Does it really make sense to make them vulnerable though? Clubbing a living person in the head should always be at least as damaging as clubbing an animated skeleton in the head. Chopping a living person with an axe should always be at least as damaging as chopping a treant with an axe.
The question comes down to what is more important... the so-called "logic" behind comparing the damage the skeleton takes versus a human, or the speed at which all combat gets taken care of?

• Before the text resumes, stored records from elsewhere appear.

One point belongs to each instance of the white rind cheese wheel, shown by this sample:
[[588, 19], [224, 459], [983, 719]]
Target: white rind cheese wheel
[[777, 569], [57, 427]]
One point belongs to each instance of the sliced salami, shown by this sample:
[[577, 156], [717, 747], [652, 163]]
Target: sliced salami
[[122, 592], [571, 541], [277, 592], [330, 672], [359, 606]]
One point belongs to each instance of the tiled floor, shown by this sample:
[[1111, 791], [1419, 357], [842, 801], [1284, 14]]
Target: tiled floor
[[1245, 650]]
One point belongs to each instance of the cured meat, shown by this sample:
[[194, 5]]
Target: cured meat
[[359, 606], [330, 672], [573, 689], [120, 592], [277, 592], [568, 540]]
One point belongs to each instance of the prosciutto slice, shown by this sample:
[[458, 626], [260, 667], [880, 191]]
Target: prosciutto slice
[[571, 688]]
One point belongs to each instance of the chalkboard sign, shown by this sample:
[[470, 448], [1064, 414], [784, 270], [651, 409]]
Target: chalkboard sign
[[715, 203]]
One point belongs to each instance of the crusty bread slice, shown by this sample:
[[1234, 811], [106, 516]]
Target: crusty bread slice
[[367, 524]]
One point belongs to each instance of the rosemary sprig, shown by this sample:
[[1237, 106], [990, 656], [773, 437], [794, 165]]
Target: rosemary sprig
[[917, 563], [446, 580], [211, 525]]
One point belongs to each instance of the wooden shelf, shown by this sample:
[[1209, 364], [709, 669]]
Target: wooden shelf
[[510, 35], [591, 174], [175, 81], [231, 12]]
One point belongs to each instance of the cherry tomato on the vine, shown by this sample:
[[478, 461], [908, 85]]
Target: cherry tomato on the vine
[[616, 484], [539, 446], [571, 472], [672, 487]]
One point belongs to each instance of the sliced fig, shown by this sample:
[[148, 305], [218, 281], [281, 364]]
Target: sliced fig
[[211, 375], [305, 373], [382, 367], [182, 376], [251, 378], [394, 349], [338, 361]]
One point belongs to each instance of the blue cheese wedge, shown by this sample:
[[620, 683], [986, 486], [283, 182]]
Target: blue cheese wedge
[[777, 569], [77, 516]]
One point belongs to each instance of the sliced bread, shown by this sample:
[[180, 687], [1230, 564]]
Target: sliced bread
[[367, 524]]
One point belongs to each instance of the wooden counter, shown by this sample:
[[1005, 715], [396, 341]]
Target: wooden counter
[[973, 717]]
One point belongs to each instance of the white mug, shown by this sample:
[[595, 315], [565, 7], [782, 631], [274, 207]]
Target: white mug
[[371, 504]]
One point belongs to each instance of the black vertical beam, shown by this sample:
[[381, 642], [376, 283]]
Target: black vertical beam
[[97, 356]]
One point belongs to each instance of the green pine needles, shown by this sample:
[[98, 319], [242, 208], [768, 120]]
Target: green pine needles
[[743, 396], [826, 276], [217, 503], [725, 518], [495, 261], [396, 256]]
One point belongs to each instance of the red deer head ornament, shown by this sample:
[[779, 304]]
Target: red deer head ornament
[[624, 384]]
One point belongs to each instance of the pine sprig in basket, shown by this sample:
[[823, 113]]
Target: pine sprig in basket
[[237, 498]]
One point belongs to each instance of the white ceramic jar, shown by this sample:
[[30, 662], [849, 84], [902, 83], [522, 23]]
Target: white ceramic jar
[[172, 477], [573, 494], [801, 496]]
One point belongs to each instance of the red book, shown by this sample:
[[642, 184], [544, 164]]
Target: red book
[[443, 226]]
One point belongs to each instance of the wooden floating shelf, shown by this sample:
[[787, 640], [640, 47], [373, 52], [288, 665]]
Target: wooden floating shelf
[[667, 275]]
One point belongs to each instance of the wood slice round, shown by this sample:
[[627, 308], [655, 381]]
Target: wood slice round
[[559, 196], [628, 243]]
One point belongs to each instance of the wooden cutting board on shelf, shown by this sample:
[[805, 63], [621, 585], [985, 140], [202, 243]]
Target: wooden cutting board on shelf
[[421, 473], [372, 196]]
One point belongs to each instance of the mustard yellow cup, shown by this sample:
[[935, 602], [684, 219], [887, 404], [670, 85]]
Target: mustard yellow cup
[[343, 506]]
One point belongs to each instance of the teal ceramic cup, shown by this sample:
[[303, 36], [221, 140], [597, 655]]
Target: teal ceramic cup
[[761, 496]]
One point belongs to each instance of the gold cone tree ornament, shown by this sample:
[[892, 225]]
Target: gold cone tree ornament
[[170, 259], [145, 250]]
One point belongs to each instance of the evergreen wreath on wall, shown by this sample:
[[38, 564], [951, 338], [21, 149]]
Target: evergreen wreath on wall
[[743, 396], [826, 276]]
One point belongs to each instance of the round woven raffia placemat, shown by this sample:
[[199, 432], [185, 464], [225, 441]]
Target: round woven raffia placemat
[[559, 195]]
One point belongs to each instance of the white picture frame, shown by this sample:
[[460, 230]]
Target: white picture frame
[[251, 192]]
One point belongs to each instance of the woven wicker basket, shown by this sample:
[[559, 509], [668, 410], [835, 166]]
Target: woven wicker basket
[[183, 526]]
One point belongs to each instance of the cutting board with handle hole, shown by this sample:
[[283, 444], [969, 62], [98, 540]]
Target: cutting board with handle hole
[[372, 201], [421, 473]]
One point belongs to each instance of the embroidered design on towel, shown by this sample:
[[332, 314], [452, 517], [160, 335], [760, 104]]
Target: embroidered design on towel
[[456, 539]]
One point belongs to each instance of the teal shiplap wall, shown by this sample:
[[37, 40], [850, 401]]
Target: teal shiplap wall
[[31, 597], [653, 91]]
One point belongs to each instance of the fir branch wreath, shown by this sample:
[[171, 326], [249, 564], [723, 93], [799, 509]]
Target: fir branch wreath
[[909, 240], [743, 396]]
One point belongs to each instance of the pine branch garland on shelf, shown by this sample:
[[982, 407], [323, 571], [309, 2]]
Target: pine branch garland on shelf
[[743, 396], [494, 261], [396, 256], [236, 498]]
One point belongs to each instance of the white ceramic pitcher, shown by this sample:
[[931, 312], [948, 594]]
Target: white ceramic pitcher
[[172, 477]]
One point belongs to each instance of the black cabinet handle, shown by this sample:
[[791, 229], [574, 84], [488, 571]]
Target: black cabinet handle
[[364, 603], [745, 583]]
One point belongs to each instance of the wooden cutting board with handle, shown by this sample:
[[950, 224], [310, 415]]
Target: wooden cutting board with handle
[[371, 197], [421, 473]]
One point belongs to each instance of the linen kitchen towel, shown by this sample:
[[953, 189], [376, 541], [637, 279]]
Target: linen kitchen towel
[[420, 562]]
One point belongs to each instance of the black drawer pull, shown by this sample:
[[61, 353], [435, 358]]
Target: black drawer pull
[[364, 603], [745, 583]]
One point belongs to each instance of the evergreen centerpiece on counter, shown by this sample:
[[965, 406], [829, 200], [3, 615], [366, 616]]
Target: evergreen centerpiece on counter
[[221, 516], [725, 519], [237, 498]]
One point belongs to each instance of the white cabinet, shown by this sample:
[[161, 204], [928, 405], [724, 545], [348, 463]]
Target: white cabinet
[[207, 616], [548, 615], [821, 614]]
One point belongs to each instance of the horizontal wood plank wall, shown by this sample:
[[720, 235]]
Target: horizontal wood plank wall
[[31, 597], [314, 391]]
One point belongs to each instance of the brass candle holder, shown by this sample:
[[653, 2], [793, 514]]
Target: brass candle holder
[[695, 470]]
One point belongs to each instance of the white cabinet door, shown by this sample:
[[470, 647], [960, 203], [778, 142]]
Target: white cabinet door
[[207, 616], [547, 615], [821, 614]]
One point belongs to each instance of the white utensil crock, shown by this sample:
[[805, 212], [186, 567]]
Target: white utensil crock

A skeleton with DR5 / bludgeoning does imply that they are less susceptible to slashing and piercing weapons than a human, and are just as susceptible to bludgeoning. A skeleton with Vulnerable 5 Bludgeoning is just as susceptible to slashing and piercing as a human, and more susceptible to bludgeoning. This shift definitely leans the skeleton to being "weaker" than the human conceptually. For those players for whom "verisimilitude" is very, very important... that logical gap might be a big deal. But is that SO big a deal that it's worth removing 5 points of damage each and every attack (that isn't with a bludgeoning weapon) and slowing down combat... just to achieve that verisimilitude?
Personally... I'd say 'no'. I'd rather they just up the AC of the skeleton a couple points compared to the human in order to imply their resistance to weapons, than remove huge chunks of damage that gets done to it. It'd keep combat running faster in the long run methinks.